Background/Purpose:

Identification of disease-associated or protective bacteria may elucidate new biomarkers or probiotic supplements for people suffering from SpA, or for people at-risk of disease development. The colitogenic Prevotella copri was associated with new-onset rheumatoid arthritis, and Prevotella spp. were increased in the cecum of HLA-B27 transgenic rats. In ankylosing spondylitis patients, several bacterial families, including Porphyromonadaceae, were increased. Lactobacillus murinus protects against murine colitis, and ileitis does not occur in germ-free BALB/c ZAP-70^W163C-mutant (SKG) mice. Thus, microbes are associated with SpA disease progression and regulation but it is unclear how the microbial community structure differs as a result of genetic susceptibility to SpA, or the impact of additional pro-inflammatory triggers. Since SpA is IL-23- and microbe-dependent in SKG mice, we examined the relationship between IL-23, gut dysbiosis and SpA development in response to microbial β-1,3-glucan (curdlan).

Methods:

Altered Schaedler flora(ASF)-colonized SKG and BALB/c mice were treated one day prior to curdlan, and then weekly, with anti-IL-23 p19-specific mAb or isotype control mAb, or with curdlan or vehicle control.
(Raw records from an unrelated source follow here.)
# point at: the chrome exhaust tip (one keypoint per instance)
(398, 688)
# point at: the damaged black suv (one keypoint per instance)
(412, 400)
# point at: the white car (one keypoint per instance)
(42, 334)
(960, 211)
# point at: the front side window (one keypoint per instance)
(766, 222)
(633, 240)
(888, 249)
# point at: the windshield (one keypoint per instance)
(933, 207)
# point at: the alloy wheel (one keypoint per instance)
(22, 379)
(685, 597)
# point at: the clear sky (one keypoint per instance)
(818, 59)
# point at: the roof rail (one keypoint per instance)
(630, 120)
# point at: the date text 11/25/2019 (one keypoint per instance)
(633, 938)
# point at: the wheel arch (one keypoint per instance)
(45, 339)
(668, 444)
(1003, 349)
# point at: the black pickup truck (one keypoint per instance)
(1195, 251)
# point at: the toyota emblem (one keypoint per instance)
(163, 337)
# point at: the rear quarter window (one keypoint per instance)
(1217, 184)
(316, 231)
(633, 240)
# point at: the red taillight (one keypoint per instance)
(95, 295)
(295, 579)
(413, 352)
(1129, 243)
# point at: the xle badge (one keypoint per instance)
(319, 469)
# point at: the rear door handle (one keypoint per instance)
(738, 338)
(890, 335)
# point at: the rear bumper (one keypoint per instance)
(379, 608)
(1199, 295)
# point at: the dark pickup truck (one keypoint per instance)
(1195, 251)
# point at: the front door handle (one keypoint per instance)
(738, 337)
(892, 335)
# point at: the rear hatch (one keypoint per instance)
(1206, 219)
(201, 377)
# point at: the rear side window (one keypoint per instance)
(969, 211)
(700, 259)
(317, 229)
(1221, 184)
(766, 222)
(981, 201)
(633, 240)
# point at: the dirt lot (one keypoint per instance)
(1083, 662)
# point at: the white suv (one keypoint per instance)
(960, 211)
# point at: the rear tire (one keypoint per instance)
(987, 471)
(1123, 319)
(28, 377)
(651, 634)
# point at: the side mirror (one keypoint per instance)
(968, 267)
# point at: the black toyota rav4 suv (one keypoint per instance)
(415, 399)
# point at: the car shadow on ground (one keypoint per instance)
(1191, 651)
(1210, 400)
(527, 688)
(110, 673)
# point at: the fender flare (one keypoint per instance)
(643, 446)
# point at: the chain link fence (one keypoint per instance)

SPF-SKG mice were treated weekly with anti-IL-23 or isotype mAb for 3 weeks, then with curdlan or vehicle control. Fecal samples were collected longitudinally and the microbiota community profiles were analyzed by RT-PCR and sequencing of the 16S rRNA gene using Illumina MiSeq technology. Sequence data was analyzed using QIIME and mixOmics platforms. Arthritis, spondylitis and ileitis were assessed histologically.

Results:

After colonizing germ-free mice with ASF, 4/8 bacterial strains were detected in ASF-SKG and ASF-BALB/c mice: Clostridium sp., Lactobacillus murinus, Mucispirillum schaedleri and Parabacteroides sp. The relative abundance of L. murinus increased in mice treated with curdlan and anti-IL-23 mAb compared with curdlan alone or with isotype mAb. Treatment of naïve SPF-SKG mice with anti-IL-23 mAb significantly altered the fecal microbiota composition relative to isotype mAb treatment for prolonged periods. These shifts persisted after washing out anti-IL-23. The microbiota composition of mice treated with isotype mAb and curdlan was distinct to that of mice treated with anti-IL-23 mAb with curdlan or saline, both of which clustered together regardless of curdlan or saline treatment.

Conclusion:

Interaction of the microbiota with the immune system of SKG mice alters the composition of both a simplified consortium and an unrestricted bacterial community. Curdlan triggers the decline of a gut-protective Lactobacillus species within a simplified consortium. Moreover, IL-23 modifies the host’s support for this gut-protective species. Treatment of SPF-SKG mice with anti-IL-23 mAb not only suppresses SpA development but shifts the fecal microbiota composition and prevents the usual outgrowth of bacteria associated with arthritis and inflammatory bowel disease in response to curdlan. Our results suggest that positive feedback between host IL-23 and dysbiosis predisposes to a host gut environment hostile to gut-protective species and SpA development.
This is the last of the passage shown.